2回のLTRO実施で12年の国債発行予定の約半分を消化できたのと引き替えに、厳しい緊縮財政を迫られるスペインは、「実質的なIMF管理下にある」といわれることもある。介入を回避できているのは、ひとえに有権者に選ばれた強い政権があるという政治的強みによる。

欧州委員会、ECBとIMFはスペインの財政再建の取り組みを評価している一方で、ECBはここ2ヵ月ほどスペイン国債の買い支えを行っていない。ドラギECB総裁は「スペインの改革取り組みに疑念を差し挟む余地がないため」と述べるが、国内ではこうした支援措置の不在を、ECBの無言の圧力と受け止める向きもある。

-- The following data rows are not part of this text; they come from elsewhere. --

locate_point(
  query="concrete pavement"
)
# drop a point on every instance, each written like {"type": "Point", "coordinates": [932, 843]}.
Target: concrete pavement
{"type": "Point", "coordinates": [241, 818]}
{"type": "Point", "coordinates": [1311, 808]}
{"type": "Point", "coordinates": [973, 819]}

EUではフランスの大統領交代をきっかけに、厳格な緊縮財政路線から成長戦略との両立へと転換しつつあり、欧州委は各国のマクロ経済の状況によっては個別に赤字削減ペースを緩和する可能性も検討している。とはいえ市場での信認回復を通じた国債発行コスト削減を最優先とするスペイン政府としては、今後も財政改革への強い取り組み意思を示し、財政赤字目標に少しでも近づく努力を続けざるを得ない。ラホイ首相は「スペインの政治的安定は市場に安心をもたらすことができる。困難な目標ではあるが、確実に財政再建を進めるための時間はまだある」と意欲をみせる。